C: strong consistency A: high availability P: distributed tolerance
CA traditional Oracle Database
AP’s choice of most website architectures
CP Redis、Mongodb
Note: trade-offs must be made in distributed architecture.

There is a balance between consistency and availability. In fact, most web applications do not need strong consistency.

So sacrificing C for P is the direction of distributed database products

Choice between consistency and availability

For Web 2.0 sites, many of the main features of relational databases are often useless
   Many web real-time systems do not require strict database transactions, and have low requirements for read consistency. In some cases, the requirements for write consistency are not high. Allows for final consistency.

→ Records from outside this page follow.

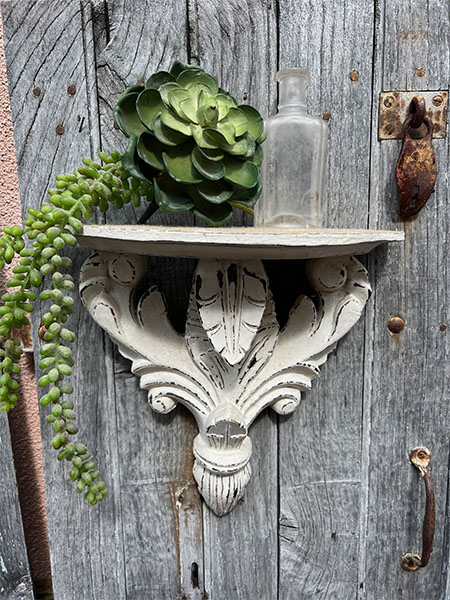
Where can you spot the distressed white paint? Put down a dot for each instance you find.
(233, 360)
(234, 243)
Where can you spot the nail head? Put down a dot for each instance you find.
(396, 324)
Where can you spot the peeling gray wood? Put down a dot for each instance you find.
(339, 502)
(48, 45)
(406, 398)
(163, 535)
(15, 579)
(319, 445)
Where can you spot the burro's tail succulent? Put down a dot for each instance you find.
(189, 139)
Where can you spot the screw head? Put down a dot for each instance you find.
(396, 324)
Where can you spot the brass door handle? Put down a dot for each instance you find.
(420, 457)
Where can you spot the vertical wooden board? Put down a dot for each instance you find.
(333, 40)
(15, 579)
(237, 42)
(406, 391)
(155, 451)
(47, 48)
(320, 444)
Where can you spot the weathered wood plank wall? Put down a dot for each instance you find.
(333, 501)
(15, 579)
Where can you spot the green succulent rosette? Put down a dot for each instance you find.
(190, 140)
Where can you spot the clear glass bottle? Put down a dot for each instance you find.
(292, 171)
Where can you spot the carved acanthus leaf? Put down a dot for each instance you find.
(231, 298)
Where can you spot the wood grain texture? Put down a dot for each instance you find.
(320, 483)
(406, 399)
(47, 46)
(15, 579)
(157, 543)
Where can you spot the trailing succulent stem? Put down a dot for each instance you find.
(50, 229)
(191, 148)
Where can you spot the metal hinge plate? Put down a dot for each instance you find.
(394, 107)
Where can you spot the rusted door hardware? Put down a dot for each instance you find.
(394, 108)
(420, 457)
(415, 173)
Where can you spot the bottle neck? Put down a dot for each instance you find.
(292, 92)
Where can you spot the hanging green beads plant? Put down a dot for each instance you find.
(191, 148)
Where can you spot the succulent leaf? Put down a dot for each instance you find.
(156, 80)
(211, 153)
(201, 139)
(192, 143)
(258, 156)
(179, 165)
(239, 121)
(213, 192)
(212, 214)
(169, 198)
(166, 135)
(243, 174)
(175, 123)
(213, 170)
(150, 150)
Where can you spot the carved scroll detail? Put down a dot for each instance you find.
(233, 360)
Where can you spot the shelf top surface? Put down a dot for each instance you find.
(234, 243)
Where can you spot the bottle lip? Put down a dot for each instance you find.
(298, 72)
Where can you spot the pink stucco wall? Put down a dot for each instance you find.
(24, 420)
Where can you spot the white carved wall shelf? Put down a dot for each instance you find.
(233, 360)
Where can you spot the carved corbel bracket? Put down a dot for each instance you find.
(234, 360)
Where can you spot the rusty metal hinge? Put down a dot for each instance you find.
(415, 174)
(394, 108)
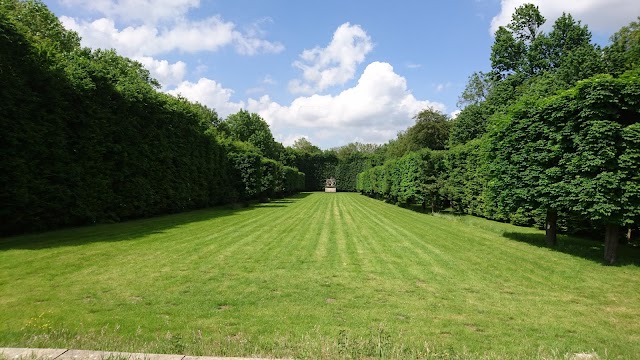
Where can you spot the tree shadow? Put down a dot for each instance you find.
(628, 254)
(129, 230)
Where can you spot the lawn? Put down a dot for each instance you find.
(318, 275)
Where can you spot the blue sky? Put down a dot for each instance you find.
(332, 71)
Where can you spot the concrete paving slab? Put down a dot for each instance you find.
(22, 353)
(218, 358)
(103, 355)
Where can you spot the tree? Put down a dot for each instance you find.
(519, 47)
(251, 128)
(624, 52)
(304, 145)
(477, 89)
(471, 123)
(431, 130)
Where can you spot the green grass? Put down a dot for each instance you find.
(318, 276)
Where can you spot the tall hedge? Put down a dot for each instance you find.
(86, 137)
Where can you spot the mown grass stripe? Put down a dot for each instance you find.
(305, 276)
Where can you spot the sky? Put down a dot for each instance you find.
(333, 71)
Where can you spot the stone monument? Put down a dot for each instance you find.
(330, 185)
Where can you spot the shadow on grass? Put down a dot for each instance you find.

The real-time requirement of database

For a relational database, it is certain that you can read out the data after inserting a piece of data, but for many web applications, it does not require such high real-time performance. For example, after sending a message, it will take a few seconds or even a dozen seconds for my subscribers to see that this dynamic is completely acceptable.
   Requirements for complex SQL queries, especially multi table associated queries

Any web system with large amount of data is very taboo to associated query of multiple large tables and complex report query of data analysis type, especially SNS type website, which avoids this situation from the perspective of demand and product design. More often, it is only the primary key query of a single table, and the simple condition paging query of a single table. The function of SQL is greatly weakened.
1.6.4 the core of the classic cap graph cap theory is that a distributed system can not meet the three requirements of consistency, availability and fault tolerance of partitions at the same time,

At most, only two can be satisfied at the same time.
     Therefore, according to the cap principle, NoSQL database can be divided into three categories: CA principle, CP principle and AP principle

Ca – single point cluster, a system that satisfies consistency and availability, is usually not very strong in scalability.
CP – a system that satisfies consistency and partition tolerance, usually with low performance.
AP – systems that meet availability, partition tolerance, and may generally have lower requirements for consistency.

1.6.5 what is base

Base is a solution to the problem caused by the strong consistency of relational database and the decrease of availability.
   Base is actually the abbreviation of the following three terms:

Basic available
Soft state
Finally consistent
Its idea is to make the system relax the requirement of data consistency at a certain time in order to improve the overall scalability and performance of the system. Why do we say that? The reason is that because of the geographical distribution and extremely high performance requirements of large-scale systems, it is impossible to use distributed transactions to complete these indicators. In order to obtain these indicators, we must use another way to complete them. Here, base is the solution to this problem
1.6.6 introduction to distributed + cluster

distributed system
Distributed system

It consists of multiple computers and communication software components connected by computer network (local network or wide area network). Distributed system is a software system based on network. Because of the characteristics of software, distributed system has a high degree of cohesion and transparency. Therefore, the difference between the network and the distributed system lies more in the high-level software (especially the operating system), rather than the hardware. The distributed system can be applied to different platforms such as PC, workstation, LAN and WAN.

In short:

1 distributed: different service modules (projects) are deployed on different servers. They communicate and call with each other through RPC / RMI to provide external services and intra group cooperation.
     2 cluster: different servers are deployed with the same service module, which can be uniformly scheduled through distributed scheduling software to provide external services and access.